During WWI, Challener worked as a painter for the Canadian War Memorials Department. His painting Canada's Grand Armada depicts the first contingent of the Canadian Expeditionary Force sailing from the Gaspé in Quebec to Britain in 1914. The painting is in the collection of the Canadian War Museum.

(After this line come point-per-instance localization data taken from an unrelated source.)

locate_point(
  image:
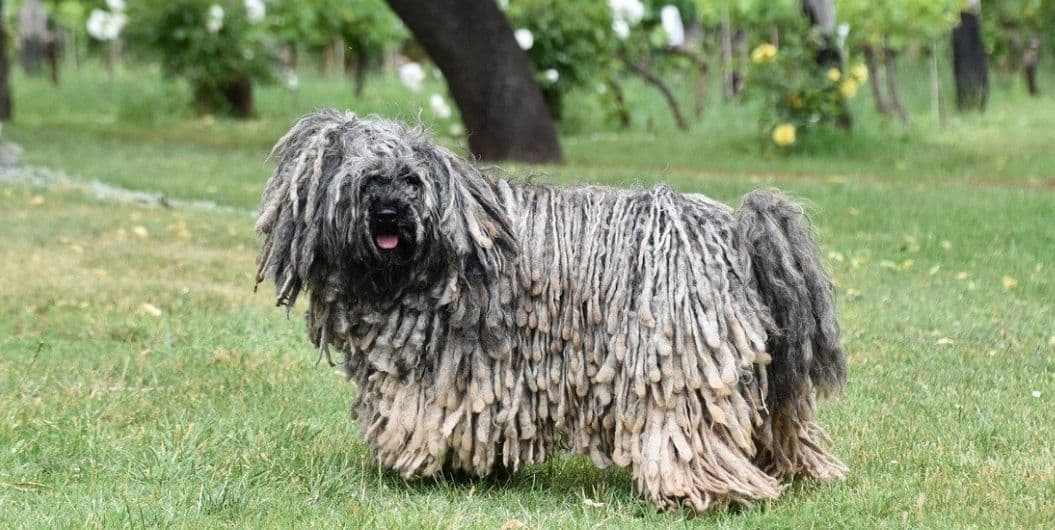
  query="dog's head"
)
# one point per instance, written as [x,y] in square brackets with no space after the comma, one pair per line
[378,208]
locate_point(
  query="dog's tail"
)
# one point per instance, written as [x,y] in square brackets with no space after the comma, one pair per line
[784,264]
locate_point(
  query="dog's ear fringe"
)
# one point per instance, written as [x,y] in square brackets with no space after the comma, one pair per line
[288,248]
[474,220]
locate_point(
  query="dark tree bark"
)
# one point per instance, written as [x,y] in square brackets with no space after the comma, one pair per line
[6,109]
[653,79]
[238,94]
[622,112]
[490,77]
[1031,55]
[233,97]
[970,64]
[876,80]
[33,35]
[362,63]
[703,68]
[890,71]
[822,16]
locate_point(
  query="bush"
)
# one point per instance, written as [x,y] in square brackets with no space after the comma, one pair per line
[798,95]
[219,46]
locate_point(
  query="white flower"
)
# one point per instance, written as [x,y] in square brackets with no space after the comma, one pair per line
[255,11]
[671,19]
[524,38]
[214,19]
[439,106]
[106,25]
[629,11]
[411,75]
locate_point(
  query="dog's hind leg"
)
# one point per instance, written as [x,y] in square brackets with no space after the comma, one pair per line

From 1921 to 1924, he taught at Central Technical School, Toronto, and from 1927 to 1952, he taught at the Ontario School of Art. During these years, he accumulated archival material on Canadian art which today is in the Edward P. Taylor Library & Archives of the Art Gallery of Ontario in Toronto.

Challener died in Toronto on September 30, 1959, at the age of 90.

== Selected public collections ==
Challener's paintings are in the collection of the National Gallery of Canada, Ottawa; the Art Gallery of Ontario, Toronto; the Government of Ontario Art Collection, Toronto; the MacKenzie Art Gallery, Regina; the Robert McLaughlin Gallery, Oshawa; and the Winnipeg Art Gallery.

== Memberships ==
OSA 1891; Toronto Arts Students League, 1890–1906; A.R.C.A. 1891; R.C.A., 1899; Palette Club, Toronto, about 1902; Founder member Arts and Letters Club, Toronto, 1908.

== Publications ==
- F. S. Challener, "Mural Decoration". Canadian Architect and Builder, vol. 17, no. 5 (May, 1904), pp. 90–92.